Toda ação pedagógica (AP) é objetivamente uma violência simbólica enquanto imposição, por um poder arbitrário, de um arbitrário cultural. (...) A ação pedagógica que reproduz a cultura dominante, contribuindo desse modo para reproduzir a estrutura das relações de força, numa formação social onde o sistema de ensino dominante tende a assegurar-se do monopólio da violência simbólica legítima (Bourdieu & Passeron, 1975:20).

A descontinuidade dos projetos pedagógicos reverbera em reutilização de velhas alternativas, o que desemboca numa repetição assistemática e inoperante de práticas de ensino tradicionais, na utilização de tecnologias didático-pedagógicas descontextualizadas, quando não ultrapassadas. A descontinuidade dos projetos pedagógicos há muito promove a retomada de antigas práticas escolares. Nessa descontinuidade surge um vácuo ao anacronismo didático, que ainda é acentuado pela indisponibilidade de tempo do professor em buscar novas práticas para suas aulas. Essa incapacidade criativa decorre, em parte, da má formação. Assim, os professores repetem o decorado por anos a fio; os alunos fazem as tarefas repetidamente. A escola reproduz um cotidiano que se arrasta, um cotidiano afastado do mundo, irreal. O descompasso entre o ritmo escolar e o ritmo dos alunos pode resultar, por exemplo, na injunção de concepções: a disciplina pode se apresentar como indisciplina, e o contrário6. Como falava Brandão, a escola que educa, pode deseducar. Ou, como em Durkheim, a escola corrige desvios, mas também os produz.

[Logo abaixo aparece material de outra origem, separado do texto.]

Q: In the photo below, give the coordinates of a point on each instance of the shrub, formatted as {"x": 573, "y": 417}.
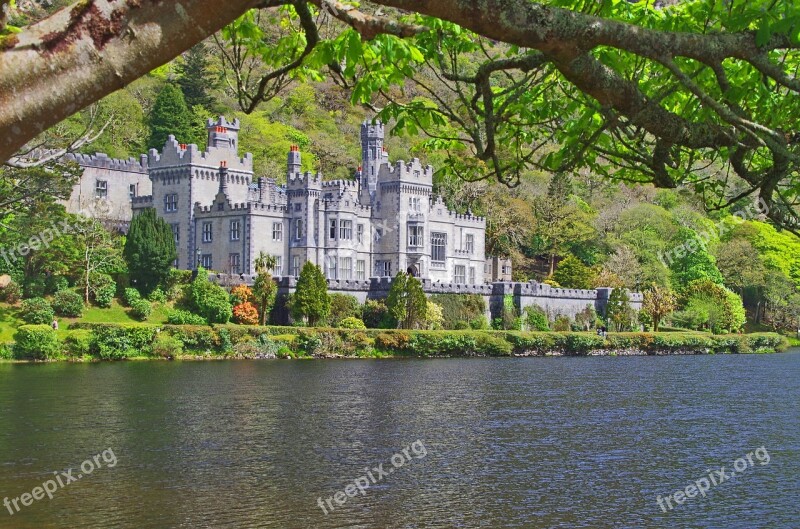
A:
{"x": 166, "y": 346}
{"x": 131, "y": 296}
{"x": 457, "y": 308}
{"x": 157, "y": 296}
{"x": 209, "y": 300}
{"x": 343, "y": 306}
{"x": 351, "y": 323}
{"x": 115, "y": 342}
{"x": 68, "y": 304}
{"x": 141, "y": 310}
{"x": 36, "y": 342}
{"x": 375, "y": 314}
{"x": 37, "y": 311}
{"x": 104, "y": 295}
{"x": 77, "y": 344}
{"x": 184, "y": 317}
{"x": 536, "y": 319}
{"x": 11, "y": 294}
{"x": 245, "y": 313}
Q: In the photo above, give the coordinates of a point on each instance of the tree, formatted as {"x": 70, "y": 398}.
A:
{"x": 658, "y": 303}
{"x": 406, "y": 302}
{"x": 618, "y": 310}
{"x": 170, "y": 115}
{"x": 195, "y": 78}
{"x": 651, "y": 90}
{"x": 264, "y": 287}
{"x": 572, "y": 273}
{"x": 149, "y": 251}
{"x": 311, "y": 301}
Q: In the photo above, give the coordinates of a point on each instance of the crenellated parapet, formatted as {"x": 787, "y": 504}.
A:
{"x": 101, "y": 160}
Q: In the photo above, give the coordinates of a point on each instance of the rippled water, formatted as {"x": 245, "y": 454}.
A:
{"x": 528, "y": 443}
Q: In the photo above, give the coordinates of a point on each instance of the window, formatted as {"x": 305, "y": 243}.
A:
{"x": 346, "y": 230}
{"x": 101, "y": 189}
{"x": 346, "y": 268}
{"x": 234, "y": 263}
{"x": 415, "y": 234}
{"x": 171, "y": 203}
{"x": 383, "y": 268}
{"x": 331, "y": 268}
{"x": 438, "y": 246}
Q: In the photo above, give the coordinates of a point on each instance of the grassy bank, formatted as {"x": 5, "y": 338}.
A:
{"x": 86, "y": 341}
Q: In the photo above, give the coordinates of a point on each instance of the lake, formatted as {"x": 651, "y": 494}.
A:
{"x": 463, "y": 443}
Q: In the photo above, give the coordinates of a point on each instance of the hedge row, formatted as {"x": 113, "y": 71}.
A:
{"x": 109, "y": 341}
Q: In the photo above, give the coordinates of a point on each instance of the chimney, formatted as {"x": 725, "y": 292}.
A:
{"x": 293, "y": 165}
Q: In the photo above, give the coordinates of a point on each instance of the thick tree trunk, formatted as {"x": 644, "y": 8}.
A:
{"x": 91, "y": 49}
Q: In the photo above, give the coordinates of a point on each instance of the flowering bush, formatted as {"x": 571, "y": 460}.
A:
{"x": 245, "y": 313}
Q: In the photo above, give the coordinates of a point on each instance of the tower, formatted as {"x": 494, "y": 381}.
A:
{"x": 223, "y": 134}
{"x": 372, "y": 157}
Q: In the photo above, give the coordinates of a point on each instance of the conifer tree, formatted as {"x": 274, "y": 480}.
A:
{"x": 170, "y": 115}
{"x": 311, "y": 300}
{"x": 149, "y": 251}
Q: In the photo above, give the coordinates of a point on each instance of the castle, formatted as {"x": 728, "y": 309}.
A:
{"x": 383, "y": 221}
{"x": 360, "y": 232}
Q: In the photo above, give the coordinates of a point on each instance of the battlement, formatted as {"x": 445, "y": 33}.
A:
{"x": 101, "y": 160}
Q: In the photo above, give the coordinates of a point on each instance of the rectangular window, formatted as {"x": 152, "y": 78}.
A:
{"x": 346, "y": 268}
{"x": 415, "y": 236}
{"x": 101, "y": 189}
{"x": 207, "y": 231}
{"x": 332, "y": 268}
{"x": 332, "y": 234}
{"x": 438, "y": 246}
{"x": 346, "y": 230}
{"x": 234, "y": 263}
{"x": 171, "y": 203}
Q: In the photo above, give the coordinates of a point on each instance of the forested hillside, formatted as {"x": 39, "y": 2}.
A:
{"x": 577, "y": 228}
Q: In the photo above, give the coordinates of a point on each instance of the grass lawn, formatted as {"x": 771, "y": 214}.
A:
{"x": 9, "y": 320}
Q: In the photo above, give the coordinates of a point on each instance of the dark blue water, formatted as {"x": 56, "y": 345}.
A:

Uma ação pedagógica subjacente e oculta, de inculcação do habitus escolar, impregna o imaginário dos indivíduos e grupos sociais, conferindo valor à educação. Esse longo processo de inculcação de valores sociais e formativos para uma longa durabilidade, inerente às etapas do ensino, confere às práticas escolares essa plausibilidade valorativa (BOURDIEU & PASSERON, 1975: 43-4). A carga horária mínima de 200 horas/aula; aulas em período integral; revisões, suplência; aumento da educação fundamental de oito para nove anos, bolsa-escola, Cieps, e outros mecanismos de fixação e suspensão dos indivíduos de sua vida cotidiana para o cotidiano repetitivo do processo de socialização escolar completam o modus operandi da formação do capital cultural depositado no ensino escolar. Ao salientar os problemas educacionais, dá-se validade às propostas reformadoras, redentoras, que representam a educação escolar como um bem intocável. Na verdade, há muito o espaço escolar perdeu sua centralidade como lugar de educação e socialização. Ainda, segundo Saviani, no caso brasileiro, “o aligeiramento do ensino destinado às camadas populares, e a conseqüente diluição dos conteúdos da aprendizagem das escolas públicas” (SAVIANI, 1985: 58),  levam à uma redução desse capital cultural7.